Smart home getting dumber

Did you wire upside down?

1 Like

He wired the British way.

1 Like

That’s only for the Southern Hemisphere

1 Like

Somebody probably told him to replace to box on the first floor and he took the wrong one out.

2 Likes

I’ve been guilty of that before, but definitely not at this end. Heading into the attic today to see if I’d done something wrong originally.

The reason that sounds like an ordeal, is because it kinda is. I may be up there for a while, so I have to secure the cats like I’m going away for a couple of days. One of them got to the top of the attic ladder once, and I was able to nab him purely because he stopped to marvel at the DisneyLand he’d discovered. His life mission since has been to get back up there - and his nickname is “Magyver.”

3 Likes

It actually is. Following my project of re-ripping all my Blu Rays, I have found that some content has a bit rate too high for my WiFi network. Anything with a grainy picture - notably BSG and 4K Star Wars - will not play over WiFi.

Metric wiring in an avoirdupois world

2 Likes

If you see me writing tomes in other threads, it’s because I’m procrastinating hard about this job.

1 Like

Using my line tester, my office line gets 8 greens from the attic to the network closet, through the keystone patch panel to the end of the jumper cable. When I plug that jumper cable into the network switch…nada.

I hate this shit so fucking much.

FTR, yes, all the RJ45s in the attic were wired in reverse. I think the original sin must’ve been on the patch panel in the network closet, because I remember reversing all the RJ45s in the attic once during the initial installation.

Now most of the lines are working fine. There are a couple that are not, but that is because - in my hubris-driven-haste yesterday - I didn’t give myself enough wire to push into the connectors to make a good connection. I was trying to save wire, and I ended up wasting much more than I would’ve saved.

The office line has me completely at a loss, though.

Finally, a reason for home automation I think everyone can get behind.

7 Likes

OMG. That’s hilarious.

2 Likes

I think these are cool and very useful in certain situations - like this guy installing them himself instead of needing an electrician to install can lights.

The problem with them is that installing them this way makes them vulnerable to a light switch. Doesn’t matter how smart they are, if there is no juice because someone flipped the switch, they’re just dumb pieces of plastic.

This is pretty amazing.

This is for everyone likes me who hates emptying the grey water tank.

The water station is so smart: it doesn’t need power as it uses the juice on the robot. The robot will act as a water shuttle for a humidifier and dehumidifier, too, which is genius.

1 Like

Speaking of robot vacuums, the pattern on my new rug confuses the fuck out of “Edgar”.

Family Circus Roomba.

3 Likes

So to extend the Roomba idea outside…I finally got tired of fighting my Polaris pool cleaner and purchased this. The Beatbot Aquasense Pro pool robot. It’s running for the first time, as I type. We shall see how good it does.

1 Like

Lawn Roombas have hit the gym.

Versions of these have been running at the Dept of Energy research campus in MD for almost a decade.

1 Like

For what it’s worth:

Skip to about the halfway mark for a real-world example.

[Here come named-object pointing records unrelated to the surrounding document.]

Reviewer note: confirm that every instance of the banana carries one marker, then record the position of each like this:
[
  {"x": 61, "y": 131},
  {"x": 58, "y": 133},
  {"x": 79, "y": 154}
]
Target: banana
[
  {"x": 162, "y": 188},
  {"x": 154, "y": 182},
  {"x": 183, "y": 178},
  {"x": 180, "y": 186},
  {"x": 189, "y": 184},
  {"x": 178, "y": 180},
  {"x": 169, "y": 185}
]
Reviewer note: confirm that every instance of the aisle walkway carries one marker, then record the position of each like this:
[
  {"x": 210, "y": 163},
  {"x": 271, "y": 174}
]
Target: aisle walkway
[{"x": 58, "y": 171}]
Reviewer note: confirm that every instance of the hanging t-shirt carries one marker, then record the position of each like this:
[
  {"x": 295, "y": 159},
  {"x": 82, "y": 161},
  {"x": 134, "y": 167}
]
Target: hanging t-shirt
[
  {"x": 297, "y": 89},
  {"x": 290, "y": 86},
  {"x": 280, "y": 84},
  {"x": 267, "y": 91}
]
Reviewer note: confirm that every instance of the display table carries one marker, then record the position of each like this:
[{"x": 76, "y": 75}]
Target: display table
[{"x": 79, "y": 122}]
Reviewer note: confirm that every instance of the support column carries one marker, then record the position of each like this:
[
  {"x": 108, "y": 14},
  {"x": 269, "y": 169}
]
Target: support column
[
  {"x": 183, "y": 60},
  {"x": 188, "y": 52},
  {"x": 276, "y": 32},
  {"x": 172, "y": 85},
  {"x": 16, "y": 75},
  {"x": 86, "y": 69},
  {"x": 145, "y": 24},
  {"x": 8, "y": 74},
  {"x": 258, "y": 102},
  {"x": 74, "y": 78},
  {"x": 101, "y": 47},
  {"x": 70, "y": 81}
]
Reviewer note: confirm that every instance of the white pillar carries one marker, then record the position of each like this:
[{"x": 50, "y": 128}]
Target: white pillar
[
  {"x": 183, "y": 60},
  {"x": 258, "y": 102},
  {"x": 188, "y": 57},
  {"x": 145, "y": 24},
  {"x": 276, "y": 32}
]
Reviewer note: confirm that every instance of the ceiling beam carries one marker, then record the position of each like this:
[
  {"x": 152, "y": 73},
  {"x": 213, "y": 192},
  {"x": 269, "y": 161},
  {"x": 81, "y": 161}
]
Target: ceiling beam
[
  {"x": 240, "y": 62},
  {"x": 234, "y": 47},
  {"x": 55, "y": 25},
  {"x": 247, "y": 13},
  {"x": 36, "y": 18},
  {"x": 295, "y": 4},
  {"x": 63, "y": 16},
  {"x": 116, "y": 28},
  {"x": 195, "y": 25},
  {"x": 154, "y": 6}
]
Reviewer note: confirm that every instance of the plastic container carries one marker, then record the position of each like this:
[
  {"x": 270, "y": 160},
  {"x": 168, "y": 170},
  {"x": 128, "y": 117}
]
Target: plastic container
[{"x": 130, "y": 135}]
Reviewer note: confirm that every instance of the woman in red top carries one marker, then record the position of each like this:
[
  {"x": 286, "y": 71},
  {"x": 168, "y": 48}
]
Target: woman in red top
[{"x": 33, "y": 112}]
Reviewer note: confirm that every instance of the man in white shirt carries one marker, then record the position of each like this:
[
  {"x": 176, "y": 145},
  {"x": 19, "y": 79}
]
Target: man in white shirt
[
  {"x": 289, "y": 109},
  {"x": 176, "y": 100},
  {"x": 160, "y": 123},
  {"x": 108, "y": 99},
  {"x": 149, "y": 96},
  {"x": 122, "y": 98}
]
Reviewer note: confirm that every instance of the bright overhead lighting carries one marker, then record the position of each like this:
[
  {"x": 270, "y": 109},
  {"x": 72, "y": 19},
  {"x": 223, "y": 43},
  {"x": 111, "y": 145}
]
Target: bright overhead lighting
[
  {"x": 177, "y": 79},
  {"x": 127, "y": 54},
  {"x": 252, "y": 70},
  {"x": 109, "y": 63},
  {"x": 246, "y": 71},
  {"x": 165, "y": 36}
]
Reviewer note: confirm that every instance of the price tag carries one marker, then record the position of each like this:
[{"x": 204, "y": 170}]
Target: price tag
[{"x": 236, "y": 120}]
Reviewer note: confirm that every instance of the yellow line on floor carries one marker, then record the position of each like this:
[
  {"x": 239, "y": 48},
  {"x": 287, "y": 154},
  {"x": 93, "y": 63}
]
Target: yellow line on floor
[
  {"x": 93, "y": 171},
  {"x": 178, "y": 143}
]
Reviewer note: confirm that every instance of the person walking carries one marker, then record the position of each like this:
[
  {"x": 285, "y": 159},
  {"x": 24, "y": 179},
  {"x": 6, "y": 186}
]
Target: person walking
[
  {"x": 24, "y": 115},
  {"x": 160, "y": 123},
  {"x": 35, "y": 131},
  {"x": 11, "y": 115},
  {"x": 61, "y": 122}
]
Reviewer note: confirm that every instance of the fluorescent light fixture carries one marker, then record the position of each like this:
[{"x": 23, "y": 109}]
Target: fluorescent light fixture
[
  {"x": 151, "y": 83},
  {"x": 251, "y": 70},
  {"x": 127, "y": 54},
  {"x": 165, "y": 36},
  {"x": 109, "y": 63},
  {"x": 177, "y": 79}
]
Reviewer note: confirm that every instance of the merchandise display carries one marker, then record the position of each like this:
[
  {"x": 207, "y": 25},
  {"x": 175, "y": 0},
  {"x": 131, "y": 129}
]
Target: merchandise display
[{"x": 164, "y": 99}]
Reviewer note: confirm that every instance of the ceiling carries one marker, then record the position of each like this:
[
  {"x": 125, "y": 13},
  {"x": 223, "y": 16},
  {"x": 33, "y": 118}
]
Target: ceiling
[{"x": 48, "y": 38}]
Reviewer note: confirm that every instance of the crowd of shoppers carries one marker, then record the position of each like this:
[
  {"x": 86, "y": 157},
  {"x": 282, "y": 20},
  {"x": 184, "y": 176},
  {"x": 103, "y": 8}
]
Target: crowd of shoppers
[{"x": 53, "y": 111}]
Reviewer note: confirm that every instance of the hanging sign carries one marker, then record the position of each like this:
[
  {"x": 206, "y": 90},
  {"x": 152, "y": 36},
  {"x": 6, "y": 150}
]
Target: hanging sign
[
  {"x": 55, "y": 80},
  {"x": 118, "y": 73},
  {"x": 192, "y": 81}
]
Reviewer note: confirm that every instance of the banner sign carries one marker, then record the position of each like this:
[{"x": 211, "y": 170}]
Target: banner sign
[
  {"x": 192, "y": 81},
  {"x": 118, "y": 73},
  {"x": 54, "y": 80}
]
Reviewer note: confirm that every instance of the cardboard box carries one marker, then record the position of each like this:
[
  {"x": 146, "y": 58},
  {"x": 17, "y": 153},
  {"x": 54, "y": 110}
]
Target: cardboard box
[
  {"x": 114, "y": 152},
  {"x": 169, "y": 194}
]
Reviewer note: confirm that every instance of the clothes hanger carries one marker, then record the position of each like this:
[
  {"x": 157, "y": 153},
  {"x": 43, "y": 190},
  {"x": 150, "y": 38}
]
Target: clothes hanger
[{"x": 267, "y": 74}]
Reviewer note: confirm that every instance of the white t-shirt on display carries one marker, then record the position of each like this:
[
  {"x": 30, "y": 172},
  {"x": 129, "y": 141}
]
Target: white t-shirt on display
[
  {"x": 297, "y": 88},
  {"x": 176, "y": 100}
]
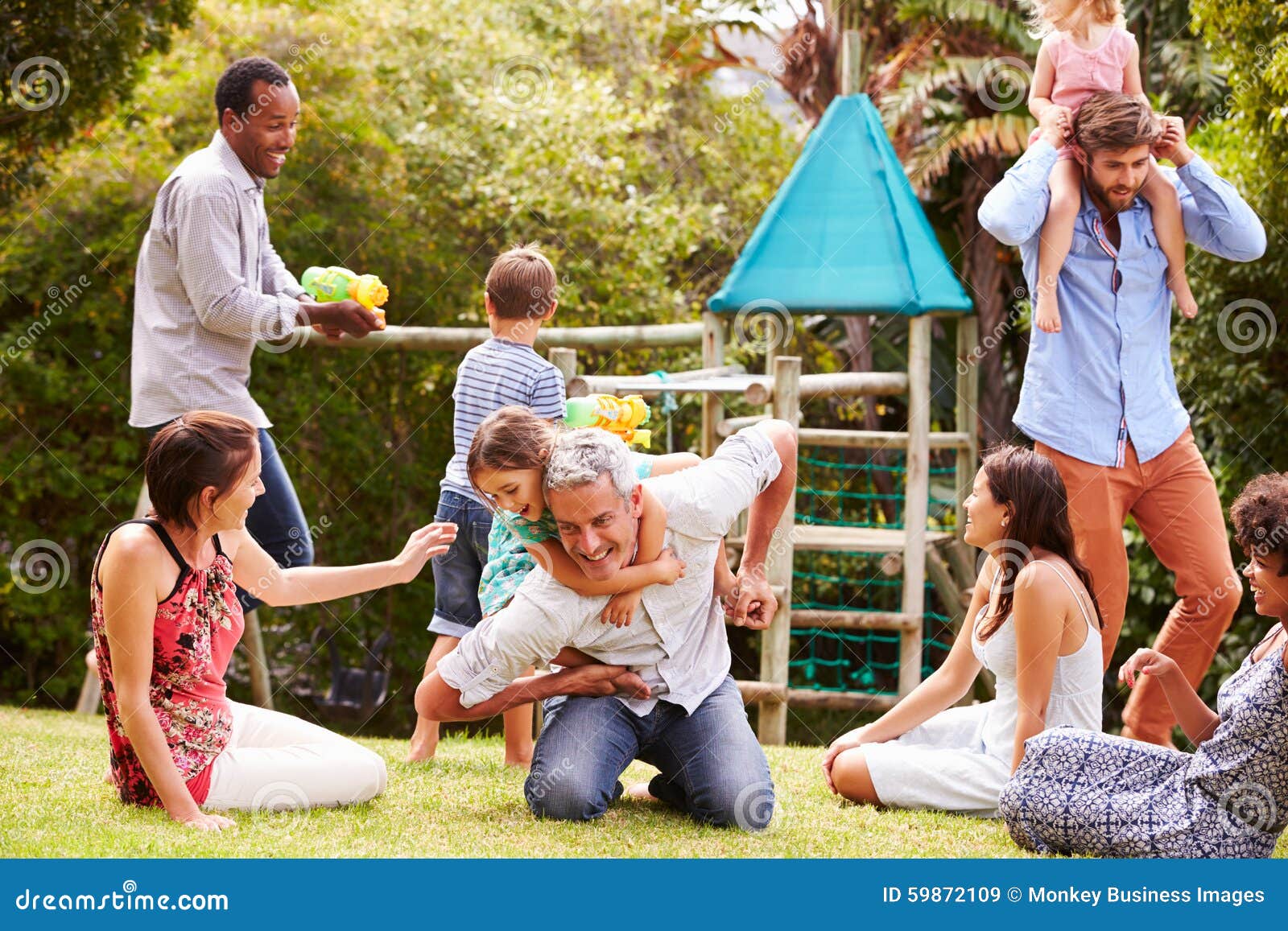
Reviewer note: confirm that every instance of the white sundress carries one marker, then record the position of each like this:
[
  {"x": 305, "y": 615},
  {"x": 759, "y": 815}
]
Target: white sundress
[{"x": 961, "y": 759}]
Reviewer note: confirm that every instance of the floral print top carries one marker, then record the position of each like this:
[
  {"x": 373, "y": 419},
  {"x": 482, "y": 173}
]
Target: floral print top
[{"x": 193, "y": 636}]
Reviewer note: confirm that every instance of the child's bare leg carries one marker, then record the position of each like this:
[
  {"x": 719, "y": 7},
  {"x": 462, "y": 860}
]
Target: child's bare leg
[
  {"x": 1055, "y": 240},
  {"x": 725, "y": 579},
  {"x": 424, "y": 739},
  {"x": 1170, "y": 229},
  {"x": 518, "y": 733}
]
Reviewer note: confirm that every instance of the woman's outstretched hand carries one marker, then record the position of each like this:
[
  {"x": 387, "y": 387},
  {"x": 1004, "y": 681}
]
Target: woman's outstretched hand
[
  {"x": 1146, "y": 662},
  {"x": 423, "y": 545},
  {"x": 848, "y": 740},
  {"x": 204, "y": 821}
]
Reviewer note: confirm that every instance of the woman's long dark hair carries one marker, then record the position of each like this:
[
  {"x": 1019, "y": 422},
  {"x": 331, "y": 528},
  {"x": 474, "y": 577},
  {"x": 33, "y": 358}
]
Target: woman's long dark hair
[{"x": 1028, "y": 484}]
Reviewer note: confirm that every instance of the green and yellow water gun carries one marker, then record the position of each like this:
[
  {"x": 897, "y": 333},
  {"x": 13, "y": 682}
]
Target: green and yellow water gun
[
  {"x": 334, "y": 283},
  {"x": 620, "y": 416}
]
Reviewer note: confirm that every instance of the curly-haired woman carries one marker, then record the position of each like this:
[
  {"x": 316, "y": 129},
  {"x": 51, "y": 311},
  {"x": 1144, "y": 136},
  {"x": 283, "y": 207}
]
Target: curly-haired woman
[{"x": 1080, "y": 792}]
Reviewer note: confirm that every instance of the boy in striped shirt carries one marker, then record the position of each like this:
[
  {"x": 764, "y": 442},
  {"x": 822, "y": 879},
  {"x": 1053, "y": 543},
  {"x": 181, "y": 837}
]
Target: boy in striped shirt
[{"x": 521, "y": 295}]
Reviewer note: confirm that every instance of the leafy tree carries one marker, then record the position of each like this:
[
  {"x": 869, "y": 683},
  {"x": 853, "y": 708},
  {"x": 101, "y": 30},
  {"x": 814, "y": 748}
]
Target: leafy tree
[
  {"x": 435, "y": 133},
  {"x": 66, "y": 64}
]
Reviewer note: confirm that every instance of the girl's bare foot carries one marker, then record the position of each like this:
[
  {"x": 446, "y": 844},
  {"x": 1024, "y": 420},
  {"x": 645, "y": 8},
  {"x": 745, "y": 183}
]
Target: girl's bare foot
[
  {"x": 1046, "y": 312},
  {"x": 518, "y": 760},
  {"x": 639, "y": 792}
]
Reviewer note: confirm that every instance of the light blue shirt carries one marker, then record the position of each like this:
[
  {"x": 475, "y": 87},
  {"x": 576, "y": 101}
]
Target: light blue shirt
[{"x": 1112, "y": 358}]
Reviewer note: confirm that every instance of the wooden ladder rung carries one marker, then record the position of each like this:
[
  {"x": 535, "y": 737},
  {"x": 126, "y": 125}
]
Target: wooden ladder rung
[
  {"x": 755, "y": 693},
  {"x": 840, "y": 701}
]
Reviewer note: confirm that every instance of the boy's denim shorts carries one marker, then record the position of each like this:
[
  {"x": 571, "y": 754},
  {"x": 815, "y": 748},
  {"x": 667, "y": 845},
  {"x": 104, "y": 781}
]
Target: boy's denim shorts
[{"x": 457, "y": 572}]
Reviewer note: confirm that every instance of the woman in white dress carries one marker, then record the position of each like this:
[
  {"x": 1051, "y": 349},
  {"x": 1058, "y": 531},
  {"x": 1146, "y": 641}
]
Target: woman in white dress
[{"x": 1034, "y": 622}]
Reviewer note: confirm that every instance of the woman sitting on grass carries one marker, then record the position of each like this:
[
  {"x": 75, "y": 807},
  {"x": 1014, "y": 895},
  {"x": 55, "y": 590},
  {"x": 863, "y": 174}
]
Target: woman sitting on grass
[
  {"x": 1111, "y": 796},
  {"x": 167, "y": 617},
  {"x": 1034, "y": 622}
]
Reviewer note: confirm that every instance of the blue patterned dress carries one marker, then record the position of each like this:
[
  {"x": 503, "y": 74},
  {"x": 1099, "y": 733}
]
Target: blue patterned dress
[{"x": 1082, "y": 792}]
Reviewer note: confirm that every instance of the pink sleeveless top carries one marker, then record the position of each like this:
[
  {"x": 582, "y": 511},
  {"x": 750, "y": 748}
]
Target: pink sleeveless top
[
  {"x": 193, "y": 636},
  {"x": 1080, "y": 74}
]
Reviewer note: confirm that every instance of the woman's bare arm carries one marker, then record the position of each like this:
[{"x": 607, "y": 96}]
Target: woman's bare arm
[{"x": 129, "y": 571}]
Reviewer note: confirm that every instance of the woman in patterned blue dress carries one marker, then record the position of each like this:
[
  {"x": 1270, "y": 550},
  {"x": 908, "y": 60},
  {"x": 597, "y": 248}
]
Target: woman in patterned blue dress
[{"x": 1082, "y": 792}]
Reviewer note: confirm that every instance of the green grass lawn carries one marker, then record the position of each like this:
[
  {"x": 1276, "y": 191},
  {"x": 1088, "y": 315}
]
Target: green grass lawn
[{"x": 463, "y": 804}]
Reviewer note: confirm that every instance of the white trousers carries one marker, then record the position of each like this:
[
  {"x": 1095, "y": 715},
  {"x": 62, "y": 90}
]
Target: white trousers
[{"x": 279, "y": 763}]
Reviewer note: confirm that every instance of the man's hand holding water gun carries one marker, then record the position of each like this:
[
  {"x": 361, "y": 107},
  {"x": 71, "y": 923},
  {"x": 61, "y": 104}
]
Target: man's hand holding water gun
[{"x": 347, "y": 303}]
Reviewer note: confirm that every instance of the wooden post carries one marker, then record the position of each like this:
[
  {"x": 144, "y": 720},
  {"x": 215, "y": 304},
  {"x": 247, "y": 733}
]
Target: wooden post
[
  {"x": 712, "y": 356},
  {"x": 257, "y": 665},
  {"x": 777, "y": 639},
  {"x": 916, "y": 493},
  {"x": 852, "y": 62},
  {"x": 968, "y": 411}
]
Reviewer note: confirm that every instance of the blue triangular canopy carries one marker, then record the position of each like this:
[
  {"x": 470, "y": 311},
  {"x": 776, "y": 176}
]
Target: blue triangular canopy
[{"x": 845, "y": 232}]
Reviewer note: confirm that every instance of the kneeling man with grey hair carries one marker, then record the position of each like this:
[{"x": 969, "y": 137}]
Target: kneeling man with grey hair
[{"x": 661, "y": 690}]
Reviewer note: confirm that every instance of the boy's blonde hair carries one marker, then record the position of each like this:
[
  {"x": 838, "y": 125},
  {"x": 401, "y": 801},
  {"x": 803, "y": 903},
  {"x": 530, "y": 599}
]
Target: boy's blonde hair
[
  {"x": 1104, "y": 12},
  {"x": 522, "y": 282}
]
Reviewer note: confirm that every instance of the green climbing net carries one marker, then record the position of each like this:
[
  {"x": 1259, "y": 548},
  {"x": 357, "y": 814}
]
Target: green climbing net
[{"x": 858, "y": 488}]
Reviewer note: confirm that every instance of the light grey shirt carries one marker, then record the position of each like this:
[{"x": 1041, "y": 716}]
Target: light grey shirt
[
  {"x": 678, "y": 634},
  {"x": 206, "y": 287}
]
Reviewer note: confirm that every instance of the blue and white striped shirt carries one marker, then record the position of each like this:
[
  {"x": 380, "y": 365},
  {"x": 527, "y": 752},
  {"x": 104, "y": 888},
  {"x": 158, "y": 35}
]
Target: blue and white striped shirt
[{"x": 491, "y": 377}]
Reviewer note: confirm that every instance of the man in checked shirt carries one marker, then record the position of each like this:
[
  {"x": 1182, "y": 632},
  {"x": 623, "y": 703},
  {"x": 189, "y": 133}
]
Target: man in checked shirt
[
  {"x": 1099, "y": 394},
  {"x": 209, "y": 285}
]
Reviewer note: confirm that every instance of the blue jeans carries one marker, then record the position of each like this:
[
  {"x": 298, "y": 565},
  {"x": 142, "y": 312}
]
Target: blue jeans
[
  {"x": 276, "y": 521},
  {"x": 712, "y": 768},
  {"x": 457, "y": 572}
]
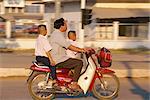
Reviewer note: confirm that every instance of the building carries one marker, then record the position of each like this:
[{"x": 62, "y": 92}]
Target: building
[{"x": 116, "y": 23}]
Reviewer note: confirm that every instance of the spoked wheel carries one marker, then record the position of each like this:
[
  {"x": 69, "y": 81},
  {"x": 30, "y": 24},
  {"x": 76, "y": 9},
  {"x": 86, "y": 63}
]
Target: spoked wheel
[
  {"x": 37, "y": 89},
  {"x": 106, "y": 87}
]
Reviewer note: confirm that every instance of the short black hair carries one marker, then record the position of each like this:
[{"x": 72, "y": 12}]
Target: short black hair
[
  {"x": 71, "y": 31},
  {"x": 58, "y": 23},
  {"x": 42, "y": 25}
]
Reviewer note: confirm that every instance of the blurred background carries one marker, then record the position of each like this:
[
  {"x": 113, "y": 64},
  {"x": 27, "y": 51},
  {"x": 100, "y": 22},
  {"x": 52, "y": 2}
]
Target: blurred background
[{"x": 115, "y": 24}]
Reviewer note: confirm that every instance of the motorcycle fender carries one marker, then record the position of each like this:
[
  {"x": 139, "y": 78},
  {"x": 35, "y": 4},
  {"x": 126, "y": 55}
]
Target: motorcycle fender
[
  {"x": 102, "y": 71},
  {"x": 30, "y": 74},
  {"x": 86, "y": 78}
]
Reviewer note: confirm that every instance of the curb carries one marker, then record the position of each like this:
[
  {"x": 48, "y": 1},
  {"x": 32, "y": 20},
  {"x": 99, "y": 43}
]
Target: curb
[{"x": 133, "y": 73}]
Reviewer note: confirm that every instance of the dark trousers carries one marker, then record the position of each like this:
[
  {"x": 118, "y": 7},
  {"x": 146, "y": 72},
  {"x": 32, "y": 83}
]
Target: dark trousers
[
  {"x": 72, "y": 63},
  {"x": 46, "y": 62}
]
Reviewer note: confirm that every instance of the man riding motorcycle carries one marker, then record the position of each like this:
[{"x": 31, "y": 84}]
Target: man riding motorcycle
[{"x": 59, "y": 45}]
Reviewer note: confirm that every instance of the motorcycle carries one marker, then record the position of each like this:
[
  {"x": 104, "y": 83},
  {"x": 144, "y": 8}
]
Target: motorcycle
[{"x": 102, "y": 82}]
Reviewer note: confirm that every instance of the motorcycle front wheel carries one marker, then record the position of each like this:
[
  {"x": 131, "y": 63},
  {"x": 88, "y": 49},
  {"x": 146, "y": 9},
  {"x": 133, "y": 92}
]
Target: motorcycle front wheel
[
  {"x": 36, "y": 87},
  {"x": 106, "y": 87}
]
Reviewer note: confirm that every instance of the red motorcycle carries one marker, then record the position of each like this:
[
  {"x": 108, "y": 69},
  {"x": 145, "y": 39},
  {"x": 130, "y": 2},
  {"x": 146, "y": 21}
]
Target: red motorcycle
[{"x": 102, "y": 82}]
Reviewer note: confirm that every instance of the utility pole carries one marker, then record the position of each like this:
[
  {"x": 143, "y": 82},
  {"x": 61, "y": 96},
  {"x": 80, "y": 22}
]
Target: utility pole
[
  {"x": 57, "y": 8},
  {"x": 81, "y": 35}
]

I watched that video during my research. I finished the first clean today. It went about 4.5 hours, and used about 70% of the battery. It did a pretty good job. Covered most of the floor, but only about 10 ft of the water line. It spent 2 hours on the surface. It recovered a surprising amount of very fine debris, stuff the Polaris would have never captured, and the water is sparkling clear. It’s not a substitute for regular vacuuming and brushing, nothing is, but it appears it will make a useful maintenance tool. Time will tell.